Qunitras, too, is getting “funding right now from multiple government schemes, government grants and schemes”. Lunia concurs with Chakravarthy that raising money from venture capitalists (VCs) in India is very difficult since “for Indian VCs, this is kind of a high-risk, high-appetite stuff. Hence, we have been trying to focus on some sovereign funds”.
Fourth, global standards are lacking for this technology. “It requires multiple different standards to come together. For example, the track standards could be metro standards. The tunnel standards could also be metro tunnel standards. The lane switching could be railway standards. But the cabin and the pod could actually have automotive standards. The cabin could have airplane standards. The vestibules could have space standards, and so on,” says Chakravarthy.
Global companies
To be sure, global hyperloop companies including Hardt, Hyperloop Transportation Technologies, Nevomo, TransPod, Swisspod Technologies, and Zeleros came together to form The Hyperloop Association.
Based in Brussels, the association hopes to work with bodies including the European Commission, the European Parliament, Europe`s Rail Joint Undertaking, research centers, and academia “to advance the progress and facilitate the widespread implementation of the innovative transportation system across Europe and globally”.
Canada-based TransPod, which is developing the FluxJet hyperloop, led the process of writing EU standards for “reference architecture” of vacuum transportation. Chakravarthy, though, insists that “developing the designs is one part of the story; developing the prototypes is the second part of the story. But doing a huge amount of testing is where the proof of the pudding exists”.
Chakravarthy, meanwhile, hopes that the Global Hyperloop Conference that IIT-Madras will host in January, will boost the fortunes of Hyperloop technology. “The prospect looks extremely bright, particularly for what we are doing in India. People coming from around the world are astonished at the level of progress we have made and the level of maturity that we have attained. All this gives us a lot of confidence that in about a 10-year time frame, we should actually have Hyperloop tracks running–at least in some parts of the country.”
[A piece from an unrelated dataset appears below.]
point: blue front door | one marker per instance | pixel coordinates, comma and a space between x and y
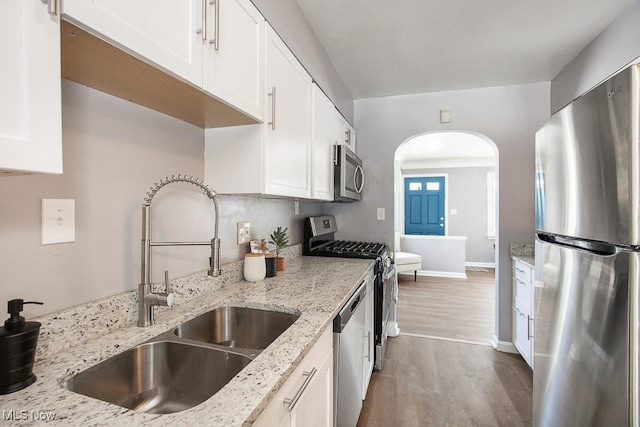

“If I were to be modest, I would say we are one year behind the world. Else, we are on par with the Hyperloop developments across the globe,” says Chakravarthy. Hyperloop, he concludes, can allow India to “leapfrog past the high-speed rail story that the Western countries as well as China have gone through in the recent past. It’s like directly jumping onto the smartphone. We can lead the world, we can show by example.”